Lieu scénique élisabéthain

 

« Entre le milieu du XVIe siècle et 1642 (date de l'interdiction des théâtres par les puritains), l'Angleterre voit se développer un théâtre populaire où s'illustrent Marlowe, Shakespeare, Ben Jonson, John Ford, etc. Né dans les cours des auberges, joué en plein jour, en plein air, il évolue très vite vers des bâtiments spécifiques, situés en marge de la ville (le théâtre n'a jamais eu bonne presse) et réservés au divertissement.

Dans un premier temps, les comédiens adossent leurs tréteaux à l'un des côtés d'une galerie : les spectateurs les plus riches sont placés dans les trois autres galeries et les moins riches se tiennent debout dans la cour.

Les premiers théâtres de Londres sont d'abord en structures de bois légères, avant d'être construits en dur. Ils doivent à leur forme circulaire ou elliptique, qui rappelle le théâtre en rond médiéval, leur surnom de Wooden O (« O en bois »), donné par Shakespeare au Globe dans sa pièce Henry V. Une estrade part de la scène adossée aux galeries pour aller jusqu'au milieu du parterre (de la cour) et permet véritablement aux acteurs « d'entrer au contact », avec le public populaire.
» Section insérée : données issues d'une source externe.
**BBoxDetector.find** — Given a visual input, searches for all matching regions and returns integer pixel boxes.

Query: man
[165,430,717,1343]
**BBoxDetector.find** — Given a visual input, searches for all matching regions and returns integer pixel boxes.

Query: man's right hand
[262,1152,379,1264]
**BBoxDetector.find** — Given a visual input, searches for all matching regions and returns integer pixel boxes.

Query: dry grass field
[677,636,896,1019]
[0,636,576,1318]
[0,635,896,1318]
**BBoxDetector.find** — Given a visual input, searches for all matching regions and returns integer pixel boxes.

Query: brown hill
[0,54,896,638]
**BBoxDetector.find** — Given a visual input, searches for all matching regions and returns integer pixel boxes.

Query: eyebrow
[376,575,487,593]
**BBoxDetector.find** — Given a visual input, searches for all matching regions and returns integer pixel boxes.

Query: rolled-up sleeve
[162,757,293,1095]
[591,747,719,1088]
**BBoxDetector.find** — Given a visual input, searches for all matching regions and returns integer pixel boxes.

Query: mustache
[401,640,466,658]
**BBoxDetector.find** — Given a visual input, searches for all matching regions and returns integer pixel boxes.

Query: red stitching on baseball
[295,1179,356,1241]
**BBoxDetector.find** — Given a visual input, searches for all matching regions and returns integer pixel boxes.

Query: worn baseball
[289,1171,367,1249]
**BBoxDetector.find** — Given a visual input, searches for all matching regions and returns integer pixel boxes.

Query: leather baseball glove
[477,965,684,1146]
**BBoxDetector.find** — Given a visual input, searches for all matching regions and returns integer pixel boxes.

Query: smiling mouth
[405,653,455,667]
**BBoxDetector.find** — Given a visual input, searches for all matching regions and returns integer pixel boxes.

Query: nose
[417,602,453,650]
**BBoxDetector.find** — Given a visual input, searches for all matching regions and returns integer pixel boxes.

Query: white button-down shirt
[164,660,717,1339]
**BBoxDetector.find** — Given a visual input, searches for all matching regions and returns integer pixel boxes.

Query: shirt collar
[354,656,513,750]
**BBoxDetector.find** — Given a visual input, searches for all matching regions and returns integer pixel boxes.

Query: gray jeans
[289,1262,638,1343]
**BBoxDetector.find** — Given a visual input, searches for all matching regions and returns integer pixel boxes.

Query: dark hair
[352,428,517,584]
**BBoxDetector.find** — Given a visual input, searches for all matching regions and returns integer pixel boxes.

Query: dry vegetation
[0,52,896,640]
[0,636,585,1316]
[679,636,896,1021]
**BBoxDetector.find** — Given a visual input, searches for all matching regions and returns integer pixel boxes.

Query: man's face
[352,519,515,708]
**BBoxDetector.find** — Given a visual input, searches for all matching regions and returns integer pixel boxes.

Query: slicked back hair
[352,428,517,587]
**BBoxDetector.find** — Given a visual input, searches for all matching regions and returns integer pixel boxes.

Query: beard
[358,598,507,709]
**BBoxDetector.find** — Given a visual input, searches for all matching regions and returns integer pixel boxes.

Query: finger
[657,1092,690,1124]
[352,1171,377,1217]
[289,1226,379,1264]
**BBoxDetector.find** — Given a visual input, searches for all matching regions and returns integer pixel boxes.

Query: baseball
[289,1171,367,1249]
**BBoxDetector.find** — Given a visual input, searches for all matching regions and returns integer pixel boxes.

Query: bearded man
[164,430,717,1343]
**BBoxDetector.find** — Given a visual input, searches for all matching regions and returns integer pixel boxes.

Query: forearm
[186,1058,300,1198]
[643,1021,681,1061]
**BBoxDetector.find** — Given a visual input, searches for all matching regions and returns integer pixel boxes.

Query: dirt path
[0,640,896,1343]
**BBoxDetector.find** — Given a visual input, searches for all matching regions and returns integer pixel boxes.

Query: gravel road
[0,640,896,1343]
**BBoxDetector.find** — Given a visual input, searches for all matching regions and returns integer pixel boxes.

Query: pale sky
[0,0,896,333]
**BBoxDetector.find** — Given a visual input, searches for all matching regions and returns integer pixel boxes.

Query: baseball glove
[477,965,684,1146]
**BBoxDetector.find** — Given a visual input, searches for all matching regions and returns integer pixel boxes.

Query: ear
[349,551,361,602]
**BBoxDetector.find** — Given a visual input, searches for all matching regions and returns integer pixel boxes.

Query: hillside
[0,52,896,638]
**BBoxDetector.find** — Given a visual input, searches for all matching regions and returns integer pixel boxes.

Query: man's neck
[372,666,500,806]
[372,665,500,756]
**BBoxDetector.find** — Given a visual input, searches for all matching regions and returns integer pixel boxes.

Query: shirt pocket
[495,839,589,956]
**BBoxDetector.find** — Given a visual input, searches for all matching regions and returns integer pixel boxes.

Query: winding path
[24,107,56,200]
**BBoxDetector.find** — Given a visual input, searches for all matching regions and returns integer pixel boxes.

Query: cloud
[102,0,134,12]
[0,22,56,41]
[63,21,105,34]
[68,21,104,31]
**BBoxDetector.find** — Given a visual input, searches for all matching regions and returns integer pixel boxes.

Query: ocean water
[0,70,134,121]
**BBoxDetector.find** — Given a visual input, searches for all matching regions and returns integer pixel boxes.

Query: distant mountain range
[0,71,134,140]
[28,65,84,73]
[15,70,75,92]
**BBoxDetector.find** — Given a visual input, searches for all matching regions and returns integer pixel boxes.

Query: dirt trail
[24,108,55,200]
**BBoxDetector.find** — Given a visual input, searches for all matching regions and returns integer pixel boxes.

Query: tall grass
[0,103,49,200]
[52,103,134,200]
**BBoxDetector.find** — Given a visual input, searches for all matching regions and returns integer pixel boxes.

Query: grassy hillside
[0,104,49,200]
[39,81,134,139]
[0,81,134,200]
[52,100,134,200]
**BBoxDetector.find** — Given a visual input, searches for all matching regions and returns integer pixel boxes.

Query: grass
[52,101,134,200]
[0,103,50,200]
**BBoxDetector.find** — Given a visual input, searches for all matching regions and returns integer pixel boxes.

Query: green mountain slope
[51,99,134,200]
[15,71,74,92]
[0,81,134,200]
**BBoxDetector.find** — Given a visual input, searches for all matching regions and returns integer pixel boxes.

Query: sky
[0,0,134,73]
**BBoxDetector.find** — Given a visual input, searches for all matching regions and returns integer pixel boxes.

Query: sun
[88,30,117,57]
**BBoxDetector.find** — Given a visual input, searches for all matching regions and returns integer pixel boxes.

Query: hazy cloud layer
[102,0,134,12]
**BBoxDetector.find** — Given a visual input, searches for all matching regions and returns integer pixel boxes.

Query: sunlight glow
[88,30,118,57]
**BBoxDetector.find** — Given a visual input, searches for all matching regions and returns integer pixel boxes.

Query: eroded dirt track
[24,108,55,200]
La scène, protégée par un auvent, peut être masquée par un rideau, et deux portes donnent accès aux coulisses (et à l'espace du hors-scène, où se jouent les moments les plus secrets des drames et se dissimulent les personnages).

Au-dessus, à côté des bancs des spectateurs privilégiés (qui sont là pour paraître ; ils voient donc les acteurs de près mais de dos), le premier étage de la galerie fonctionne comme un autre espace (upper stage) : c'est le balcon de Juliette, ou le lieu des discours pompeux (de Brutus par exemple). Enfin, un orchestre joue au second étage de la galerie et fait souvent partie du jeu et de la fiction. 

[...]S'il est scénographiquement une conséquence du théâtre médiéval, il est aussi une pièce majeure dans l'invention des dispositifs modernes : parce qu'il se joue sur plusieurs lieux distincts et dans un rapport étroit avec le public, le théâtre élisabéthain servira de modèle à de nombreuses mises en scènes du XXe siècle.»

 

Christian Biet : L'espace théâtral : un lieu de partage, TDC, CNDP, 1999

 

"Ce dispositif original instaure une relation étroite entre public et acteur permettant grâce à l'avancée du proscenium dans l'espace des spectateurs une proximité physique immédiate, il favorise un rapport de connivence qu'on perçoit dans l'écriture des pièces. Les adresses au public, les apartés et les discours par lesquels les personnages exposent leurs intentions (le Richard III de Shakespeare en offre de nombreux exemples)  témoigne de la complexité crée entre la scène et la salle.

La polyvalence de ce dispositif multiforme permet de suggérer des espaces différents sans recourir à des décors encombrants. Il permet aussi aux effets scéniques de se développer dans les trois dimensions sans parler du mélange des registres qui l'autorise. iI offre une permanente multiplication des points de vue par les uns les les incessants changements de lieu qu'ils suscitent, il transporte instantanément les spectateurs d'un champ de bataille à une alcôve, de la plat-form où se déroulent les mouvements de la foule à l'espace clos d'une prison, du recess où se tiennent les affrontements politiques à la chamber réservée aux scènes de la vie privée.

L'action y gagne en souplesse et en rapidité l'alternance des scènes d'ensemble et de ces sortes de gros plans que constituent les séquences plus intimes annoncent, comme le remarque Peter Brook, le découpage  cinématographique. Le lieu théâtral ne suffit pas à susciter la prodigieuse éclosion d'une dramaturgie géniale mais il y contribue grandement."